Pakistan's judicial system stems directly from the system that was used in British India. The Supreme Court has original, appellate, and advisory jurisdictions. The president of Pakistan appoints the justices. Each province has a high court, the judges of which are also named by the president. Below the high courts are district and session courts, and below these are subordinate courts and village courts on the civil side and magistrates on the criminal side. There are no jury trials in Pakistan.
The British tradition of an independent judiciary has been undermined in Pakistan by developments over the last 50 years. In May 1991, for example, the National Assembly adopted legislation which incorporated the Islamic legal code, the Shari'ah into Pakistan's legal system. A Federal Shari'ah Court has the power to nullify any law it finds repugnant to Islam.
Courts in Pakistan are also subject to pressure from the executive branch, in part because of presidential power over transfer and tenure of high court justices and lower court judges. Judges in the special courts are retired jurists hired on renewable contracts so that their decisions may be influenced by a desire for contract renewal. Nonetheless, the provincial high courts and the supreme court have exercised some degree of independence in handing down a number of cases against the government. In 1996 the supreme court issued orders curtailing the powers of the executive to appoint and transfer high courts' judges.
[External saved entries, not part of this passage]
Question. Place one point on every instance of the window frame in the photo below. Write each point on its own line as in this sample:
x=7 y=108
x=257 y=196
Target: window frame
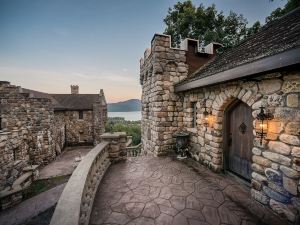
x=80 y=115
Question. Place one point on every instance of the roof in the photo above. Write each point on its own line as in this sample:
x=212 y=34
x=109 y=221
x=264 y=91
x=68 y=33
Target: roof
x=69 y=101
x=74 y=101
x=278 y=36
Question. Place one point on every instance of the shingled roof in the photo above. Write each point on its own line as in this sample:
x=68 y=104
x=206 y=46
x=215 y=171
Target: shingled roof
x=276 y=37
x=69 y=101
x=74 y=101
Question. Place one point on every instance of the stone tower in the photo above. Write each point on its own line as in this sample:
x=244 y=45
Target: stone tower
x=160 y=69
x=74 y=89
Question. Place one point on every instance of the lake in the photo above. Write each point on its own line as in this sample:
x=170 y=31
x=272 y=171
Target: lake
x=131 y=116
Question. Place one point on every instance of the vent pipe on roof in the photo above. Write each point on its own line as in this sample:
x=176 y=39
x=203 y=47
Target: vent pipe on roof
x=74 y=89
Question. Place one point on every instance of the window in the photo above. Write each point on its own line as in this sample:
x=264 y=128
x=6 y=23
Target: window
x=80 y=115
x=194 y=123
x=81 y=137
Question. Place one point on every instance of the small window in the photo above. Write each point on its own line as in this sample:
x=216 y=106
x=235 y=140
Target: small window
x=80 y=115
x=194 y=124
x=81 y=136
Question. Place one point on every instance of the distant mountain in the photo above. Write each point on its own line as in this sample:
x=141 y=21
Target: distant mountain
x=126 y=106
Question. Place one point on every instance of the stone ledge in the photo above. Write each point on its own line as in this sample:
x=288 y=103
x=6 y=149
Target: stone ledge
x=114 y=135
x=81 y=188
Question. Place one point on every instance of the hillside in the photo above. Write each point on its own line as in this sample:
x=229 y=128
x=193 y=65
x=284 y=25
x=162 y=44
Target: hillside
x=126 y=106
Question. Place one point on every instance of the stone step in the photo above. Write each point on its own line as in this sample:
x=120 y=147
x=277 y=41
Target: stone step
x=12 y=191
x=22 y=179
x=30 y=168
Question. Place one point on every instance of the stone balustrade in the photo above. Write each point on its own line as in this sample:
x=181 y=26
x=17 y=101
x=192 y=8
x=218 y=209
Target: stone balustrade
x=75 y=204
x=133 y=151
x=117 y=145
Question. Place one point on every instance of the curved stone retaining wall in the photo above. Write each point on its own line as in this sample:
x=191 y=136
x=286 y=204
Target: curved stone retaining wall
x=75 y=204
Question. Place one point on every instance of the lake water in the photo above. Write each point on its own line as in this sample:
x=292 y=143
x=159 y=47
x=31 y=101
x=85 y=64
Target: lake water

Again, in late 1997, the issue of the appointment of judges to the supreme court led to deteriorating relations between Prime Minister Nawaz Sharif and the chief justice of the supreme court, Sajjad Ali Shah. In November, the supreme court brought charges of contempt against Nawaz Sharif, but the chief justice was forced out of office before a verdict could be handed down (a guilty verdict would have disqualified Sharif from office).
The position of the judiciary in Pakistan has also been affected by periods of military rule in the country. When General Zia al-Huq imposed martial law in 1977, military courts were given jurisdiction over trial and punishment of civilians found guilty of violating martial law regulations. The verdicts could not be appealed to a higher civilian court. Moreover, a provision of the 1973 constitution that judges could be removed only by the supreme judicial council, consisting of the chief justice and two ranking judges from the supreme court and the high courts, was revoked by the military government in June 1979. Under the 1981 interim constitution, a new oath was imposed on all supreme court, high court, and Shari'ah court judges, and all laws promulgated by the martial law regime were exempted from judicial review. The supreme court chief justice and several other judges were replaced after refusing to take the oath. Although the military courts were abolished in December 1985, their decisions still cannot be appealed to civilian courts.
Similarly, in January 2000, Musharraf required all judges to take an oath of loyalty to his regime. The supreme court chief justice, Saiduzzaman Siddiqui, and five colleagues refused and were dismissed. This was just a week before the court was due to hear the first of several cases challenging the legality of the new government. Legal experts argue this action did irreparable harm to Pakistan's judiciary; with all sitting judges having accepted the military regime, there is no independent judiciary to protect the constitution.